This proved to be a real eye opener for me -- full marks to Teagasc and the sponsors, Dawn Meats, for an informative and professionally run event.

However, you can imagine, coming from an almost totally natural grass-based system, how strange it was hearing about systems which used up to two tonnes of meal per animal.

The day finished with an open forum and I must say that I found it somewhat ironic when I looked up at the Bord Bia posters on the wall promoting the benefits of Irish grass-fed beef, that the forum was discussing the benefits of beef production from ad-lib meal feeding.

Overall, it was an informative day and certainly gave me a great insight into the pros and cons of bull beef production from Holstein and Jersey crosses.

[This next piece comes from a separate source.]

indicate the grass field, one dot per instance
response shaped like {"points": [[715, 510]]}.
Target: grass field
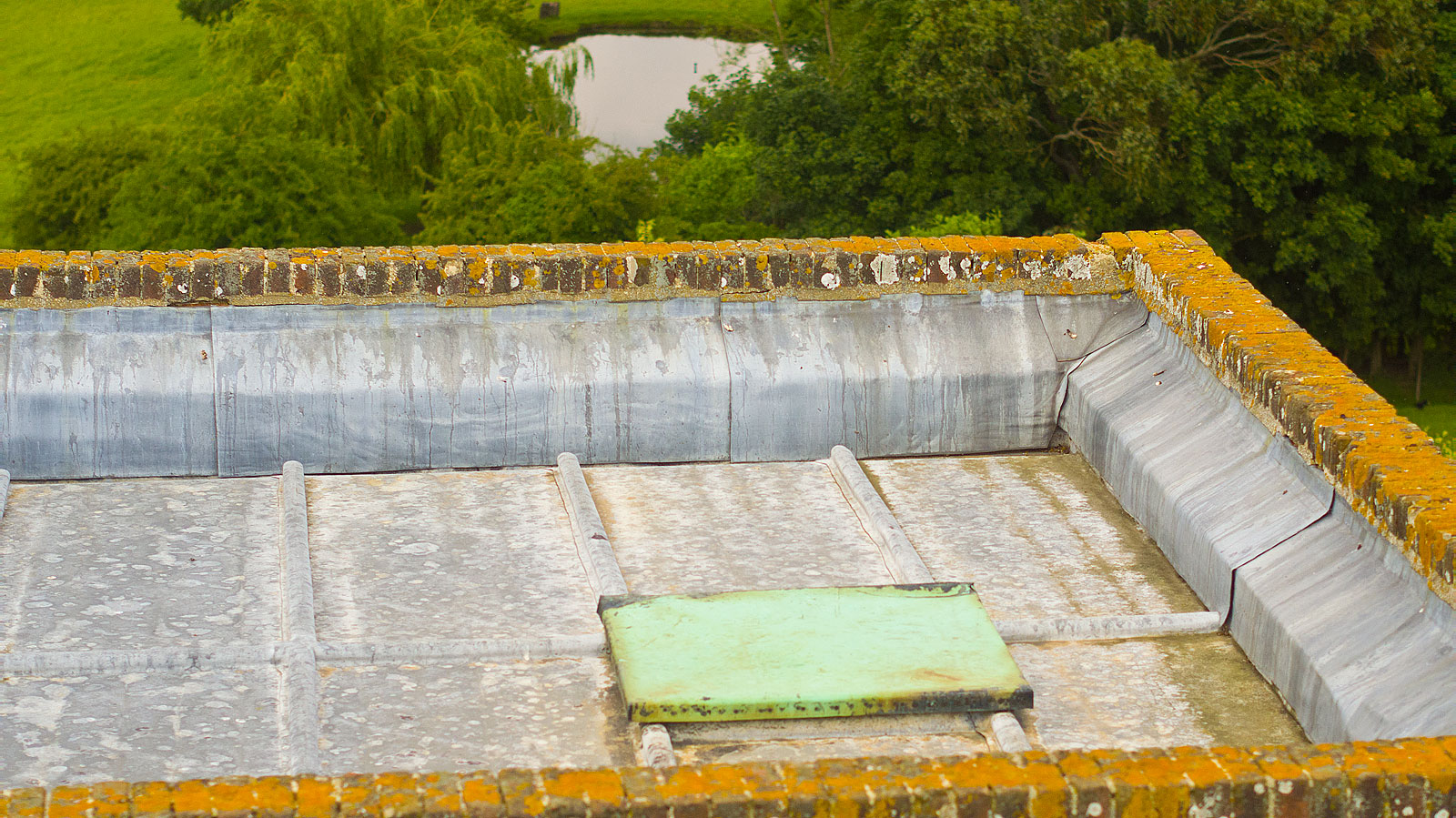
{"points": [[1438, 390], [75, 63]]}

On the subject of nature, this appears to be a very active year for wildlife on my farm. The rabbit and fox populations have gone into overdrive. The pheasant population has also increased and, recently when I was topping, I narrowly avoided putting an end to a clutch of young chicks and their mother -- luckily I saw them just in time and was able to take evasive action. I hope that they are as lucky when the shooting season opens.

Other recent visitors to my farm were a pair of Shelducks.

This is a breed of mostly white duck, which is usually only seen in coastal areas but this year they decided to breed in the recently cleaned-out pond in the high field. Over the past month or so, I really enjoyed watching one little baby duck swim around my pond.

It's a bit of a mystery to me what happened to the rest of the ducklings but I like to think that they travelled overland with their parents to a nearby stream. A few days ago I watched this baby duck, now fully fledged, begin to fly so I suppose it won't be long until he leaves to join his friends.

I must say I will really miss seeing him each morning as I check my cattle.